Learning to Simulate Robot Worlds

Robotics is entering an era where high-fidelity simulation and data-driven controllable world models are converging to revolutionize learning for manipulation and navigation. Traditionally, physics-based simulators and digital twins have been the go-to approach for training and evaluating robot policies. However, constructing realistic simulations with engines like Unity or Unreal is labor-intensive and often fails to capture the full complexity of the real world.

Recent advances in large-scale pretrained models have enabled the generation of videos, 3D assets, and even entire simulators. At the same time, compact world models learned from scratch can capture task-specific dynamics tailored to a particular robot. Together, these approaches show that simulations no longer need to be manually constructed, they can be learned directly from data.

This workshop aims to bridge the spectrum from physics-grounded simulation, photorealistic digital twins, AI-controlled simulators, to fully learned neural world models. We will explore how cutting-edge simulation technologies, such as differentiable physics engines and realistic rendering, can integrate with or evolve into learned models of the world.

The goal is to bring together researchers from traditionally separate communities: those focused on high-fidelity simulators and those developing learned implicit models. Together, we will discuss how to combine the strengths of both approaches to advance robot learning.

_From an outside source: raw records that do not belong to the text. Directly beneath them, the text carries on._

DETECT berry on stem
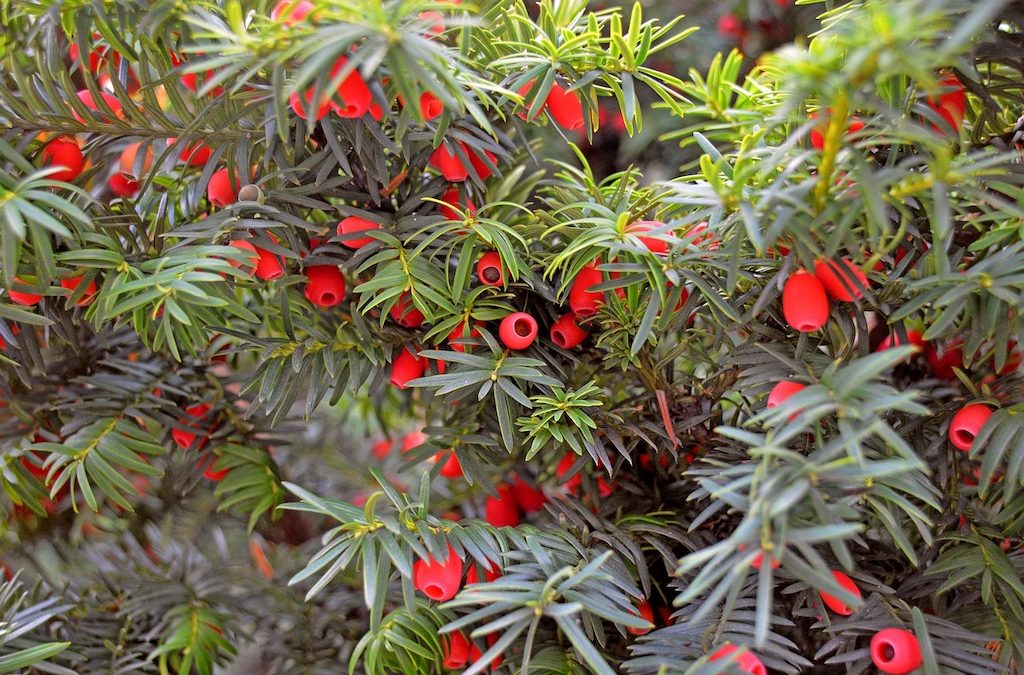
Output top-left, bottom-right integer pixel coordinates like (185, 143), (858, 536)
(948, 404), (992, 453)
(819, 569), (861, 617)
(41, 136), (85, 182)
(498, 311), (538, 351)
(782, 269), (828, 333)
(551, 311), (590, 349)
(413, 546), (462, 602)
(476, 251), (505, 286)
(303, 265), (345, 307)
(870, 628), (922, 675)
(708, 642), (768, 675)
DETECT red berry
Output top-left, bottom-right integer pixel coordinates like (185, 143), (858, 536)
(206, 169), (239, 209)
(626, 600), (654, 635)
(60, 276), (96, 307)
(118, 142), (153, 180)
(391, 347), (427, 389)
(413, 546), (462, 602)
(441, 631), (470, 670)
(7, 277), (43, 307)
(106, 173), (141, 199)
(430, 141), (498, 182)
(434, 451), (462, 479)
(512, 476), (548, 513)
(718, 12), (746, 39)
(949, 404), (992, 453)
(270, 0), (315, 26)
(814, 258), (867, 302)
(626, 220), (669, 255)
(545, 82), (584, 131)
(871, 628), (922, 675)
(419, 10), (444, 35)
(569, 260), (604, 319)
(483, 486), (522, 528)
(338, 216), (381, 249)
(928, 73), (967, 134)
(42, 138), (85, 182)
(476, 251), (505, 286)
(498, 311), (537, 351)
(388, 291), (423, 328)
(782, 269), (828, 333)
(171, 404), (211, 450)
(819, 569), (861, 617)
(768, 380), (807, 408)
(551, 311), (590, 349)
(304, 265), (345, 307)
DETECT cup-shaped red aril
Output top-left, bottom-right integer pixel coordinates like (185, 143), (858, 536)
(626, 600), (654, 635)
(551, 311), (590, 349)
(768, 380), (807, 408)
(814, 258), (867, 302)
(948, 404), (992, 453)
(569, 262), (604, 319)
(206, 169), (239, 209)
(41, 138), (85, 182)
(545, 82), (584, 131)
(708, 643), (768, 675)
(338, 216), (381, 249)
(483, 486), (522, 528)
(435, 451), (462, 479)
(413, 546), (462, 602)
(512, 476), (548, 513)
(782, 269), (828, 333)
(388, 291), (424, 328)
(498, 311), (537, 350)
(391, 347), (427, 389)
(441, 631), (470, 670)
(7, 277), (43, 307)
(304, 265), (345, 307)
(476, 251), (505, 286)
(60, 277), (96, 307)
(255, 243), (286, 280)
(819, 569), (861, 617)
(870, 628), (922, 675)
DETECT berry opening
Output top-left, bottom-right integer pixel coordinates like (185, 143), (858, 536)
(953, 429), (974, 446)
(871, 640), (896, 666)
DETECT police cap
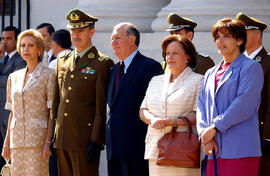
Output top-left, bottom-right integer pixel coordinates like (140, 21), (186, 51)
(67, 9), (98, 29)
(166, 13), (197, 32)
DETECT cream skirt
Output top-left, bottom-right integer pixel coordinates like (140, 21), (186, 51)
(10, 148), (49, 176)
(149, 160), (201, 176)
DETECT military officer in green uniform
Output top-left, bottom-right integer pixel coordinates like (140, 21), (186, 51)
(236, 12), (270, 176)
(162, 13), (215, 75)
(50, 9), (114, 176)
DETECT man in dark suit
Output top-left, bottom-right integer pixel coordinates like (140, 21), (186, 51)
(236, 12), (270, 176)
(49, 9), (113, 176)
(106, 23), (163, 176)
(36, 23), (56, 66)
(0, 26), (26, 168)
(163, 13), (215, 75)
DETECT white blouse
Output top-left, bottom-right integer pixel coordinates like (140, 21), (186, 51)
(141, 67), (203, 159)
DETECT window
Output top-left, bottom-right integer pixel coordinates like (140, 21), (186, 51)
(0, 0), (16, 16)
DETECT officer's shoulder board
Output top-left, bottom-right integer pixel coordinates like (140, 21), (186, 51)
(59, 51), (72, 59)
(98, 52), (110, 61)
(198, 53), (209, 57)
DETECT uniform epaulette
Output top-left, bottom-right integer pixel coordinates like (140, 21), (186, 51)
(198, 53), (209, 57)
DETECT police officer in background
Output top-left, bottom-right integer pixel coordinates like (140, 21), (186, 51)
(165, 13), (215, 75)
(236, 12), (270, 176)
(50, 9), (114, 176)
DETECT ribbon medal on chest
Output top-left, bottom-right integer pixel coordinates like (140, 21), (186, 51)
(81, 67), (95, 75)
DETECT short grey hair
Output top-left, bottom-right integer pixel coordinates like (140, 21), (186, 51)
(113, 22), (140, 47)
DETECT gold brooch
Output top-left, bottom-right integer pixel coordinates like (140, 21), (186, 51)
(70, 12), (80, 21)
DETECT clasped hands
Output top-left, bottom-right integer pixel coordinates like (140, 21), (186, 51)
(201, 126), (218, 156)
(151, 118), (182, 130)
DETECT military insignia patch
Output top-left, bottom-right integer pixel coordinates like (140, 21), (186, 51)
(88, 53), (95, 59)
(70, 11), (80, 21)
(255, 56), (262, 62)
(81, 67), (95, 75)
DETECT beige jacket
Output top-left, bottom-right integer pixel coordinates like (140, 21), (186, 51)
(5, 63), (54, 148)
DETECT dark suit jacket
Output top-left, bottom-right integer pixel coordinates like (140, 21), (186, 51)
(254, 48), (270, 139)
(0, 52), (26, 138)
(192, 54), (215, 75)
(106, 52), (163, 160)
(49, 46), (113, 151)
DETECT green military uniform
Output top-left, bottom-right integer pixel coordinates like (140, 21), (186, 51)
(236, 12), (270, 176)
(50, 10), (114, 176)
(165, 13), (215, 75)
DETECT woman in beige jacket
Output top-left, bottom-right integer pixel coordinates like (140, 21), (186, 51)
(2, 29), (54, 176)
(140, 35), (203, 176)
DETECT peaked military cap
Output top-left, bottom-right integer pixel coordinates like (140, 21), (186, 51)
(166, 13), (197, 31)
(235, 12), (267, 31)
(67, 9), (98, 29)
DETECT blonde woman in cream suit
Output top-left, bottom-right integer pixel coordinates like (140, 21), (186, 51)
(140, 35), (203, 176)
(2, 29), (54, 176)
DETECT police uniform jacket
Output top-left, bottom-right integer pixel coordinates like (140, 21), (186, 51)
(194, 54), (215, 75)
(50, 46), (113, 151)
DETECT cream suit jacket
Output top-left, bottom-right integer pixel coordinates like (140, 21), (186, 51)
(141, 67), (203, 159)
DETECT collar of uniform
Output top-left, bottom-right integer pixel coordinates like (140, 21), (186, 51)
(75, 44), (93, 58)
(244, 45), (262, 59)
(124, 50), (138, 73)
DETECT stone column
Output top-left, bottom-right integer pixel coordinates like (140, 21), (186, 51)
(77, 0), (170, 32)
(152, 0), (270, 32)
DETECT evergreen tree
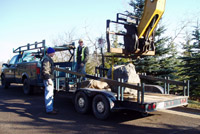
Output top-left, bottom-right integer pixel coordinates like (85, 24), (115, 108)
(180, 22), (200, 97)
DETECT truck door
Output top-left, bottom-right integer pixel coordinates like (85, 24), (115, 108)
(5, 55), (19, 82)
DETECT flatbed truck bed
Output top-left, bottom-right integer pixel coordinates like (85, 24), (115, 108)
(55, 66), (189, 119)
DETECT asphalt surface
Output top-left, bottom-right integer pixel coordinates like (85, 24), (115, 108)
(0, 85), (200, 134)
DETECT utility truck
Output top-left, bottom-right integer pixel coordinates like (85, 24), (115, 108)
(55, 0), (189, 119)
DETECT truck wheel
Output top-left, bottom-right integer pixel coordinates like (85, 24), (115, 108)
(23, 79), (33, 95)
(74, 91), (90, 114)
(92, 94), (110, 120)
(1, 75), (10, 89)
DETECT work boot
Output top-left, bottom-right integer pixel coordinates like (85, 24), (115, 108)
(46, 109), (58, 115)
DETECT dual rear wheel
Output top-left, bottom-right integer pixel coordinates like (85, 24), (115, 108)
(74, 91), (110, 120)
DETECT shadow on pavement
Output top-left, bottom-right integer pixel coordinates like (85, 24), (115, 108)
(0, 86), (199, 134)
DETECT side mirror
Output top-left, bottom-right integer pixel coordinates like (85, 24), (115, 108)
(2, 63), (8, 67)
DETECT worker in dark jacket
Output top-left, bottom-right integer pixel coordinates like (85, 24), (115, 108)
(42, 47), (57, 114)
(76, 39), (89, 79)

We are sourcing two different types of papers: four-page papers and one-page abstracts, focusing on learning to simulate robot worlds and their applications in robotics. Read the submission page for more details.

Topics

Real-to-Sim and Sim-to-Real Learning
Photorealistic Differentiable Simulation for Robotics (e.g. NeRFs, 3D Gaussian Splatting)
Learnable Physics Simulations and System Identification
Reconstruction and generation of articulated and deformable objects
Policy training and evaluation with learned world models, realistic simulations and digital twins
End-to-end world models learning
Explicit vs. implicit world models
Compositional world models and Controllable video generation models

Important Dates and Links

Submission site opens	25.07.2025
Submission deadline (4-page submissions & 1-page abstracts)	~~18.08.2025~~ 25.08.2025
Decisions announced	05.09.2025
Camera-ready due	15.09.2025

Speakers and Panelists

Animesh Garg

Georgia Tech

Short Bio: Animesh Garg is the Stephen Fleming Early Career Professor in Computer Science at Georgia Tech, within the School of Interactive Computing, and is affiliated with the Robotics and Machine Learning programs. He holds courtesy appointments at the University of Toronto and the Vector Institute. Previously, he held research leadership positions at Nvidia and Apptronik. His research focuses on the algorithmic foundations of generalizable autonomy, enabling robots to acquire cognitive and dexterous skills and collaborate with humans in novel environments. His group explores structured inductive biases, causality in decision-making, multimodal object-centric representations, self-supervised learning for control, and efficient dexterous skill acquisition.

Daniel Ho

1X Technologies

Short Bio: Daniel Ho is the Director of Evaluation at 1X Technologies. His goal is to deploy generalist machines that grow from experience and correct their own mistakes. He's building World Models and large-scale evaluation pipelines towards this mission. Previously, he worked on robotics, perception, and machine learning as a Senior Software Engineer at Waymo and Everyday Robots (X, Google[X]). His research has focused on learning algorithms and representation learning to generalize ML model understanding in robotics, computer vision, and self-driving.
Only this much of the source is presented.